Todavía hay sistemas que no están permitidos durante la prueba:

  • Control de velocidad adaptativo.
  • Atención y corrección de cambios involuntarios de carril.
  • Aparcamiento automático (sistemas que aparcan el vehículo de forma casi independiente).
  • En definitiva, el hecho de que los sistemas ADAS ya estén integrados en los exámenes de conducción es un claro indicio de que su integración representa el futuro de la conducción, con el que también están comprometidos la Unión Europea y los organismos internacionales responsables de la seguridad vial.

Las instituciones de la UE acaban de llegar a un acuerdo político provisional sobre el Reglamento general de seguridad revisado.
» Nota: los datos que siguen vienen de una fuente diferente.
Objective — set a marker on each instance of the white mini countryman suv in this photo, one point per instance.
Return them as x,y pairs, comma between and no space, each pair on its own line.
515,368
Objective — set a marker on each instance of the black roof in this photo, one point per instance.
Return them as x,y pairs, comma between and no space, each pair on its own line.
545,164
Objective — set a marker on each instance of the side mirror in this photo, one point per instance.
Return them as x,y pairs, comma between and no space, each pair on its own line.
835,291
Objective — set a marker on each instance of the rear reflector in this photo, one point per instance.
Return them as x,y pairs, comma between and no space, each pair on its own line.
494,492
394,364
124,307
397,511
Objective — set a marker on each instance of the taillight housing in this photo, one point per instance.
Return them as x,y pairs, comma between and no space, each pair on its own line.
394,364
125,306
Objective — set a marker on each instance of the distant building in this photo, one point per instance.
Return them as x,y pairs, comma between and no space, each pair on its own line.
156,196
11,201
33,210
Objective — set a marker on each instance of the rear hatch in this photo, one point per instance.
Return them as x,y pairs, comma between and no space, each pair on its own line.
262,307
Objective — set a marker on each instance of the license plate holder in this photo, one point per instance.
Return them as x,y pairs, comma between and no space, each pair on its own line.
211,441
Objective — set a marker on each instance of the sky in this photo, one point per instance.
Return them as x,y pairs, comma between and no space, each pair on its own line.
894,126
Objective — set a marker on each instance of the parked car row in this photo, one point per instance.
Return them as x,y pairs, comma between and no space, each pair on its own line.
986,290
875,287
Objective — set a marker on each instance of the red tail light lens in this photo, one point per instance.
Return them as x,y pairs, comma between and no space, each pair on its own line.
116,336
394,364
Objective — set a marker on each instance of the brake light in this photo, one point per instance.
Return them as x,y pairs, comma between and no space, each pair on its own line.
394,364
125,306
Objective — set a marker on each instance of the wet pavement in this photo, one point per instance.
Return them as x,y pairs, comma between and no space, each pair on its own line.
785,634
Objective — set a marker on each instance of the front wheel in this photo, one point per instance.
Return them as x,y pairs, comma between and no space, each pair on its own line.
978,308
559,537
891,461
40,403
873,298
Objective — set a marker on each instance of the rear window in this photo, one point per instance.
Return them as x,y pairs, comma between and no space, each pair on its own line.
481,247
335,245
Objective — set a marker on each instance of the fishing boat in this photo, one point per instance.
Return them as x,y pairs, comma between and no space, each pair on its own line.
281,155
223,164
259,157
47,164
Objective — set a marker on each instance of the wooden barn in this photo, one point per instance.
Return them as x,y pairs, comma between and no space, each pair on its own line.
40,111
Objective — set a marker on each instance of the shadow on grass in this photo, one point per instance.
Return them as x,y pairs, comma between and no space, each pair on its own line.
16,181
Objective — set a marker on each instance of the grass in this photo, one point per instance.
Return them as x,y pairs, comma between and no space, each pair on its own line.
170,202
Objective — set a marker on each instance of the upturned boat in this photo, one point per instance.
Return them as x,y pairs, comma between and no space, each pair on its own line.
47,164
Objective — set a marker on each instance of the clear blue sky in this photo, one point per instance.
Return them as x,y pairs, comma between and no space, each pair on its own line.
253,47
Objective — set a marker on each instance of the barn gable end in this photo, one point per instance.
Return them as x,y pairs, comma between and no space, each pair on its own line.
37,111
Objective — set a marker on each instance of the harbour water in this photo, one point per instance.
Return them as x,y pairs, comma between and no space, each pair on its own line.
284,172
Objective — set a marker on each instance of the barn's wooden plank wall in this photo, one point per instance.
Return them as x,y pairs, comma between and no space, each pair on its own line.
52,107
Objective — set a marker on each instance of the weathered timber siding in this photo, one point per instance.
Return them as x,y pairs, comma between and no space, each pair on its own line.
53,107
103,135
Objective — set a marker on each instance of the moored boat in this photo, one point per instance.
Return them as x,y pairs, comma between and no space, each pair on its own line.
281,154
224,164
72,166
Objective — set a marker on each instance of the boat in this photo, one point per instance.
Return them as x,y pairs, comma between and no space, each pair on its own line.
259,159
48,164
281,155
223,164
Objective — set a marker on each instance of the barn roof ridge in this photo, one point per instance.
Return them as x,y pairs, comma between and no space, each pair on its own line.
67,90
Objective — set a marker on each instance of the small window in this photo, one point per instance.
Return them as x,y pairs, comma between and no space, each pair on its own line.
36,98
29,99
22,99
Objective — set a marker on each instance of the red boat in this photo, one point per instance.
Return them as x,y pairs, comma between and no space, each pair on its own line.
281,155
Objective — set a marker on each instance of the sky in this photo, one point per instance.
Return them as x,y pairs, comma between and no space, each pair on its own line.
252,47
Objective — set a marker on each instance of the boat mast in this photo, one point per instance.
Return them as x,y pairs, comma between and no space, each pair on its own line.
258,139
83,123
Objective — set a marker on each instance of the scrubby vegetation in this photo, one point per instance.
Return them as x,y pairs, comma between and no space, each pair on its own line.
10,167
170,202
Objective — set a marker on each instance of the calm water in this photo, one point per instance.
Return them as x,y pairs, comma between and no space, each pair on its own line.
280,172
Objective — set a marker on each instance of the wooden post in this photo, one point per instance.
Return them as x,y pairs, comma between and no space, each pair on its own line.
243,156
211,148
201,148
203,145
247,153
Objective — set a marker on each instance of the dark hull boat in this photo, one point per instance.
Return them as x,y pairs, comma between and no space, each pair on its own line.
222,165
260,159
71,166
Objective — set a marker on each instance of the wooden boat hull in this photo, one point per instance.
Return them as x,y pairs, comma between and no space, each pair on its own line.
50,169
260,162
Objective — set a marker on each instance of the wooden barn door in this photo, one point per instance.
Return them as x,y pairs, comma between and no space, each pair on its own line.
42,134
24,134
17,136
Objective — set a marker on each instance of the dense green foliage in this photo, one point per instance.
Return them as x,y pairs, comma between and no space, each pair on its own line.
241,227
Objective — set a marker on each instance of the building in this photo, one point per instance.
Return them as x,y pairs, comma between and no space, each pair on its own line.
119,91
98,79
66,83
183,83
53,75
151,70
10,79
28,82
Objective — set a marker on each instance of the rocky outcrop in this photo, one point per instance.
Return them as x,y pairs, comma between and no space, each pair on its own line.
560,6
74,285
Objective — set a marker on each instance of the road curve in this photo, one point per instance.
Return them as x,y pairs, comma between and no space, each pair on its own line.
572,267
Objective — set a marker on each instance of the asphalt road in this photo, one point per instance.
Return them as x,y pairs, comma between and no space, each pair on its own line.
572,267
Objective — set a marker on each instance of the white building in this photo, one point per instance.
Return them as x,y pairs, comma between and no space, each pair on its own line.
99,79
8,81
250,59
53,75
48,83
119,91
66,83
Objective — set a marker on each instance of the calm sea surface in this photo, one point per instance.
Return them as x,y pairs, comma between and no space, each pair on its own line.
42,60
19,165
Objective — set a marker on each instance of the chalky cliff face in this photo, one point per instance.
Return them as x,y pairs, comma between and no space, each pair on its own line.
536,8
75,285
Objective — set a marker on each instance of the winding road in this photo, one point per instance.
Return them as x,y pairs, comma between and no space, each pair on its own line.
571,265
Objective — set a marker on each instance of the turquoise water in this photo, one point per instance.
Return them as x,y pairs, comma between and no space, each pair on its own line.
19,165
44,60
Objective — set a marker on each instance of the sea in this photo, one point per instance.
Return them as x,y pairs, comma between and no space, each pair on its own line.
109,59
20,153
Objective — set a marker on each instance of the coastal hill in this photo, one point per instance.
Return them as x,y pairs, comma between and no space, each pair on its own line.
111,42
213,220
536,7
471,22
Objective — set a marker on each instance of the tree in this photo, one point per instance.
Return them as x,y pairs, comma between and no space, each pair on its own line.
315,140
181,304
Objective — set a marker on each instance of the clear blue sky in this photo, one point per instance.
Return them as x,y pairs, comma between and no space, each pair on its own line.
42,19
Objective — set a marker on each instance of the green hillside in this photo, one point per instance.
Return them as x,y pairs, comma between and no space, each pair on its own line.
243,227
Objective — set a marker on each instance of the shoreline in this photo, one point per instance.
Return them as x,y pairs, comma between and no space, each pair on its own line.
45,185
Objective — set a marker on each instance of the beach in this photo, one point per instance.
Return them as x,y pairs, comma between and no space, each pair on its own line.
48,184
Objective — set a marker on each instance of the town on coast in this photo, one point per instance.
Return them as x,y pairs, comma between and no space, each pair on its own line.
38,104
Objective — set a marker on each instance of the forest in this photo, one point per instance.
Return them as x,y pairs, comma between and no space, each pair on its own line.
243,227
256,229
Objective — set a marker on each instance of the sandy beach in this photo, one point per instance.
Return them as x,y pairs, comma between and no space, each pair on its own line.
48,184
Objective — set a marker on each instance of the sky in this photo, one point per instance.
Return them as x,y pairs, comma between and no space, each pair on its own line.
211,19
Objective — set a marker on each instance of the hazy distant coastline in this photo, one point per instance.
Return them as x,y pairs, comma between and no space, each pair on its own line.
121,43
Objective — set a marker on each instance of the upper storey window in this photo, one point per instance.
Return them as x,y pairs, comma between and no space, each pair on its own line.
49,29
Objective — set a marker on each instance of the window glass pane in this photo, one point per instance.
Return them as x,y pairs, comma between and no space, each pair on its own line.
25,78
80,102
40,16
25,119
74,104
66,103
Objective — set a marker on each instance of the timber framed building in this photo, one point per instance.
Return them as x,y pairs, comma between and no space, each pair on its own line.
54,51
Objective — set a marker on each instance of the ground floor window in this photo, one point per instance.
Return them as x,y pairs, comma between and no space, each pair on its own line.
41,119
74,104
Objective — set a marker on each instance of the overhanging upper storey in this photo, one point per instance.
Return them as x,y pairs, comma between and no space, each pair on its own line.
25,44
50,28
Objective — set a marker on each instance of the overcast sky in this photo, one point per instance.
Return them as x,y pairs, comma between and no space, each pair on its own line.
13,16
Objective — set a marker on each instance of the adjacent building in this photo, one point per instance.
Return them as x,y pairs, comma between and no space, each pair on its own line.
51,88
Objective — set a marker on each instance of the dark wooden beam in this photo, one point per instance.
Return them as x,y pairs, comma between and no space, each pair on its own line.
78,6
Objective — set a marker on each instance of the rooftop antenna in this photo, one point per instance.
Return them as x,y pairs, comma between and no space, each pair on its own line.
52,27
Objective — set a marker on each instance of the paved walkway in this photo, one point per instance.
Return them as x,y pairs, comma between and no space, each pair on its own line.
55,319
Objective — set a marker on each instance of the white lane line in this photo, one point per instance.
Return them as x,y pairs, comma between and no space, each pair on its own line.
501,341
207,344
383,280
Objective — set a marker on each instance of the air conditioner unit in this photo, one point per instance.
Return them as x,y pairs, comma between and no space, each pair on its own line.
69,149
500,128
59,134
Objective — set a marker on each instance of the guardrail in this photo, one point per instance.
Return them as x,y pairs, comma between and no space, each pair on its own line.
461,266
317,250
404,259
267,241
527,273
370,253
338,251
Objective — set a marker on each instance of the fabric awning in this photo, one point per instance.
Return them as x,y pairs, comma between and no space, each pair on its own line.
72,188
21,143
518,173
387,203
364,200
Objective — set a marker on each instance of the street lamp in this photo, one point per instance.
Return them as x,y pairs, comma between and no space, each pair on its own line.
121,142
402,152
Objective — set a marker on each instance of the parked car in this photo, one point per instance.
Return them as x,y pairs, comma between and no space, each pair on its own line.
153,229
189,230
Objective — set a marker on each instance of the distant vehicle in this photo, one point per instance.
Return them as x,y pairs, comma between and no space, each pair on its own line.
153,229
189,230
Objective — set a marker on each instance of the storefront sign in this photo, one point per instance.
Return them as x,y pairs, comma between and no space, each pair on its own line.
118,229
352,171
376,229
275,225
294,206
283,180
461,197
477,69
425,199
Los pasajeros, peatones y ciclistas estarán mejor protegidos, ya que las nuevas tecnologías de seguridad serán obligatorias en la UE en 2022.

Alrededor del 90% de todas las muertes y lesiones en nuestras carreteras son causadas por errores humanos y las nuevas tecnologías en el mercado pueden ayudar a reducir ese número.

Qué son las ADAS de la DGT
ADAS

En 2018, la Comisión propuso cosas como los peligrosos puntos ciegos en camiones y autobuses y la tecnología que advierte al conductor en caso de somnolencia o distracción se vuelva obligatoria como parte de las medidas de seguridad de los vehículos destinadas a ayudar a salvar vidas.

Se espera que el número de accidentes se reduzca debido a las características de seguridad avanzadas, que allanarán el camino hacia una movilidad cada vez más conectada y automatizada, e impulsarán la innovación global y la competitividad de la industria automovilística europea.